La situation est simple. Le capital de la compagnie réunionnaise Air Austral est détenu à 87% par une société d’économie mixte, la Sematra, créée en 1990. Dont la Région Réunion est propriétaire à 74%, et le Département à 11%. La Sematra contrôle aussi la compagnie Ewa, basée à Mayotte. Air Austral détient également des participations au capital de la compagnie Air Madagascar à hauteur de 49 % à travers une filiale dénommée Air Austral Invest.
Une nouvelle fois, la Chambre Régionale des Comptes de La Réunion publie un rapport critique sur la gestion de la SEMATRA pour les exercices 2014 et suivants. La Région Réunion en dépassant plus de 33% du capital d’une société commerciale déroge au code général des collectivités territoriales, et le Département, aux règles d’actionnariats érigées par la loi NOTRe (Nouvelle Organisation de la République). Ce dernier n’a en effet plus de compétence économique depyis le 1er janvier 2017.
Une situation connue du président du conseil départemental de La Réunion qui avait annoncé en avril dernier vouloir vendre ses parts, évaluées entre 7 et 8 millions d’euros. Le site Tourmag avait même évoqué comme potentiel repreneur le conseil départemental de Mayotte… Mais celui-ci, s’il possède la compétence économique au titre de celle de Région, par sa collectivité unique, avait démenti. Surtout tant que le toilettage institutionnel n’a pas abouti à scinder les deux entités, Département et Région.
« L’intervention des acteurs publics dans le secteur du transport aérien comporte des risques économiques et financiers », alerte la CRC, qui évoque la variation du cours du dollar, et la volatilité des prix du carburant comme « susceptibles d’affecter les résultats d’exploitation et d’accentuer le poids de la dette. »
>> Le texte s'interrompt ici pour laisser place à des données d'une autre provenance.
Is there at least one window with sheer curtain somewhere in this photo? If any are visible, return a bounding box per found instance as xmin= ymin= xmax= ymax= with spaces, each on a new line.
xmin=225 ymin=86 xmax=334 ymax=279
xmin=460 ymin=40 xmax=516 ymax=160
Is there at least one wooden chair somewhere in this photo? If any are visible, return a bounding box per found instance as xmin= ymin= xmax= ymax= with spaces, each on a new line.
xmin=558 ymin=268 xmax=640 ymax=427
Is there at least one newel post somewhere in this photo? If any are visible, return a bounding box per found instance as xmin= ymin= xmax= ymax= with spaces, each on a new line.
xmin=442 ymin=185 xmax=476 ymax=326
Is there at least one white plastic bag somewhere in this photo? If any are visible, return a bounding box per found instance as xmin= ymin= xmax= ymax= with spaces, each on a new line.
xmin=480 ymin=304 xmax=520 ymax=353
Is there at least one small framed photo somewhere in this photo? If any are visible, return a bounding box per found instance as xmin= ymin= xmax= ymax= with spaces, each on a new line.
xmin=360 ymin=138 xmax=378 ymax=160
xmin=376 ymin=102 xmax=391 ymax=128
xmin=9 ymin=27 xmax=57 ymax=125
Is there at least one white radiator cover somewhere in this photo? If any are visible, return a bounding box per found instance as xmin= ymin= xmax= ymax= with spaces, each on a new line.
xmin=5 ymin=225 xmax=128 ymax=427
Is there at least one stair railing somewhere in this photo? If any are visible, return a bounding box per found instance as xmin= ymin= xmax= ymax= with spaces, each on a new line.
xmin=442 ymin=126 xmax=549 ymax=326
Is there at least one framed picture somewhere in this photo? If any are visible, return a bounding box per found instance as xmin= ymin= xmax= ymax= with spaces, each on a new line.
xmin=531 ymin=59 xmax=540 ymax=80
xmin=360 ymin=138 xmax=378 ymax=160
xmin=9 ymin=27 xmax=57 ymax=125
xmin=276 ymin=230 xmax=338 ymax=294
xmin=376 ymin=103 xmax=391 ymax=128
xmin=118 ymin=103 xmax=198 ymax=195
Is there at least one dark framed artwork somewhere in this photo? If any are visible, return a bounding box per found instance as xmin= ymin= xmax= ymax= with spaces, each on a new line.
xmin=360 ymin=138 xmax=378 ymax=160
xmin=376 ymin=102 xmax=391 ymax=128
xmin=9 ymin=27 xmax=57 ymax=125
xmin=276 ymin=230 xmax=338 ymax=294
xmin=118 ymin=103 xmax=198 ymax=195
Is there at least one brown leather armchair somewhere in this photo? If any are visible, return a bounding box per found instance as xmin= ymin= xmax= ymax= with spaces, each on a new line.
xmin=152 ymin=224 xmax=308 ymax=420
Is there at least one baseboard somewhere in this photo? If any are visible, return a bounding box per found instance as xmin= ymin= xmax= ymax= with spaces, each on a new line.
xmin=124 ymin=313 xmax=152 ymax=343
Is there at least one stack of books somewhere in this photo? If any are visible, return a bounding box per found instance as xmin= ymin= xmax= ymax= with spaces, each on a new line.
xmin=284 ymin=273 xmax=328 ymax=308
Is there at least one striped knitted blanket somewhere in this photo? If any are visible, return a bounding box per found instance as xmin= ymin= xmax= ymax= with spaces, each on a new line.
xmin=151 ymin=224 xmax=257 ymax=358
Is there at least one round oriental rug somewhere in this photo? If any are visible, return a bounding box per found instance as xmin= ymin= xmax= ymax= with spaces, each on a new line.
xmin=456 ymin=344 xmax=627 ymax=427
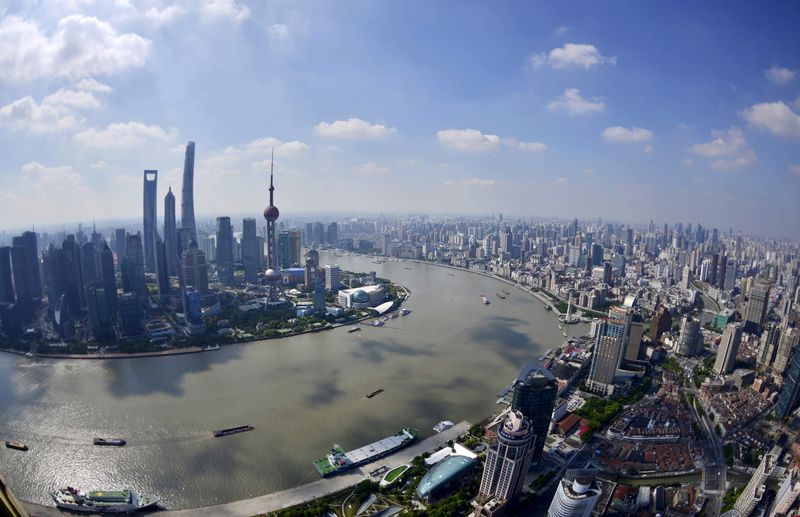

Recherche de partenaires privés biocompatibles
Sans compter que, comme nous l’avait confirmé le PDG d’Air Austral, Marie-Joseph Malé, l’arrivée de French Bee, fragilise la compagnie. Mais il s’était voulu rassurant quant au retour à l’équilibre, même avec le poids des difficultés financières de son nouveau partenaire Air Madagascar. « Dans ce contexte, la valorisation d’Air Austral est un enjeu pour la Sematra et ses actionnaires, notamment au regard de l’augmentation de capital de 48 M€ sollicitée par la compagnie en 2016 pour financer son développement », concluent les magistrats.
La situation, le président de la Région Réunion la connaît par cœur, et c’est quasiment un courrier type qu’il envoie en réponse. Il rappelle que l’arrivée de la Région, du Département et de la Caisse des Dépôts et consignation en 2012 était destinée à renflouer Air Austral « et assurer la pérennité de son exploitation », et la deuxième augmentation de capital en 2016, à « accompagner son développement. »
La Sematra n’envisage pas d’augmenter son niveau de participation, et donc, n’achètera pas les parts du Département. Pour diversifier le capital il faut donc chercher des partenaires privés, qui soient « en accord sur la gouvernance et la vision stratégique ». Pour l’instant, personne pour racheter les parts du Département.
Didier Robert défend l’opportunité de l’alliance avec Air Madagascar, « avec des relais de croissance de l’activité pour Air Austral ». On le croit sur parole au regard de la position quasi-monopolistique sur certaines dessertes dont Mayotte.
On a donc le sentiment que ce méli-mélo de public-privé n’est pas prêt de cesser.